The protege of Marine Le Pen, Jordan Bardella, is leading France’s National Rally party to victory in elections. Stacy Meichtry and Noemie Bisserbe report in The Wall Street Journal:
For a glimpse into what the future holds for nationalist parties that are now ascendant across Europe, look no further than Jordan Bardella.
At 28 years old, the French politician is soft-spoken, social-media savvy and apparently unbothered by the historical baggage that has long weighed down his political mentor, Marine Le Pen.
On Sunday, Bardella led Le Pen’s far-right opposition party, National Rally, to its biggest victory ever in European elections, prompting President Emmanuel Macron to dissolve France’s National Assembly and call snap elections in late June and early July. If National Rally prevails at the ballot box in that contest, Bardella is positioned to become prime minister.
Bardella’s victory Sunday drew upon a wellspring of support he has cultivated among younger generations of French voters who—removed from the horrors of World War II—are largely tuning out Macron and his attempts to link Europe’s newest nationalists to the authoritarian movements of the 20th century. A survey of 3,001 people by pollster Elabe found that 32% of those ages 19-34 voted for Bardella on Sunday, compared with 5% for Macron’s candidate.
Public anxiety over the possibility of far-right forces rising to power—as they once had in Nazi Germany, fascist Italy and Vichy France—has been a defining feature of French elections for decades, helping to drive turnout among voters who delivered Macron the presidency twice.
In calling early elections, Macron is betting that a similar coalition of voters from mainstream conservative and leftist parties will once again back him in a “republican front” to keep National Rally out of power. It is a significant gamble that risks hobbling Macron’s presidency right as France prepares to host the Summer Olympics. Macron’s party has previously benefited from France’s two-round election system, which allows voters who first cast ballots for a losing candidate to then rally behind a different one, typically a mainstream candidate, in the runoff.
The stigma around National Rally, however, has begun to fade with every passing election. National Rally maintains its strident anti-immigrant stance, but its ideas are no longer fringe. Bardella, meanwhile, is a nimble politician who thrives at threading the needle between National Rally’s dark past and his own ambitions to push the party into the mainstream.
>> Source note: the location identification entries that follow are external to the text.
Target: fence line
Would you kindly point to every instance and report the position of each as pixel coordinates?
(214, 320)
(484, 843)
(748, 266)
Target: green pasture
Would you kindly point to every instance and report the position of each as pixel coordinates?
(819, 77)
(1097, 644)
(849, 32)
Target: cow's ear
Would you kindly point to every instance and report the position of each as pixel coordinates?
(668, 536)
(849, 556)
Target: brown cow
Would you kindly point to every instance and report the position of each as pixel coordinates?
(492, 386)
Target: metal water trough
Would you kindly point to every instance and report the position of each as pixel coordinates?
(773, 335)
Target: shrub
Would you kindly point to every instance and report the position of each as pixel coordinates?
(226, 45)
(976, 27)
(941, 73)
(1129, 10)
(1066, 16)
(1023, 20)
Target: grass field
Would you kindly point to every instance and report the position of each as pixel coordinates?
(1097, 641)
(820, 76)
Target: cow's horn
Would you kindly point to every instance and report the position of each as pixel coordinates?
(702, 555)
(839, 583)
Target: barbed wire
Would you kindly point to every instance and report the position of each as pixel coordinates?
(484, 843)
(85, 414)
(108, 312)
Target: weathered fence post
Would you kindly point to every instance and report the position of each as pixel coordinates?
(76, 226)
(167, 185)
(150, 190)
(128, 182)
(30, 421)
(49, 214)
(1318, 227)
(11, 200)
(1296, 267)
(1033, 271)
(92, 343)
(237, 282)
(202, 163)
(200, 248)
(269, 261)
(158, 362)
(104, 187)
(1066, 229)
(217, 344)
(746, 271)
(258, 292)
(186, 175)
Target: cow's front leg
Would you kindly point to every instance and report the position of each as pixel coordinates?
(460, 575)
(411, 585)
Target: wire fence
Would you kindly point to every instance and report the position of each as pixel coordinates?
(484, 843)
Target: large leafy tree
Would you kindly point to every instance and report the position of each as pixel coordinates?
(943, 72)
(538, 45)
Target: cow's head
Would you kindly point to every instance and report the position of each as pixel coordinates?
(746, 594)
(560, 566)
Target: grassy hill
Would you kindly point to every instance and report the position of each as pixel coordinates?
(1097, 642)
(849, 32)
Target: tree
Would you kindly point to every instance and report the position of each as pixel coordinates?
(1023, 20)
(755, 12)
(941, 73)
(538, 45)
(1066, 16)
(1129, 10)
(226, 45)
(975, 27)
Bardella made a point of attending a march against antisemitism that was held after the Oct. 7 attacks on Israel. Days before, a television interviewer asked him whether Jean-Marie Le Pen—co-founder of the party and father of Marine Le Pen—was an antisemite. In the 1980s, Jean-Marie Le Pen had notoriously described Nazi death camps as a mere “detail” of history—a claim he repeated in 2015.
“I was born in 1995. You’re talking to me about an era I didn’t experience,” Bardella said, before adding: “I don’t believe Jean-Marie Le Pen is an antisemite. Now I obviously wouldn’t make the comments he made about the ‘detail’ because, for me, the horrors of the Holocaust aren’t a detail of history.”
While Bardella is a political protégé of Marine Le Pen, he doesn’t bear the political weight of her family’s name. Instead, he has made a name for himself on TikTok and other social-media platforms, where clips of his repartee with political opponents tend to go viral.
When Macron outraged French farmers with a plan to reduce diesel-fuel subsidies as part of his efforts to encourage France’s economy to go green, Bardella turned up at Paris’s annual agricultural fair and was greeted like a rock star, petting livestock and posing for selfies with giddy fairgoers—images that flooded the Internet.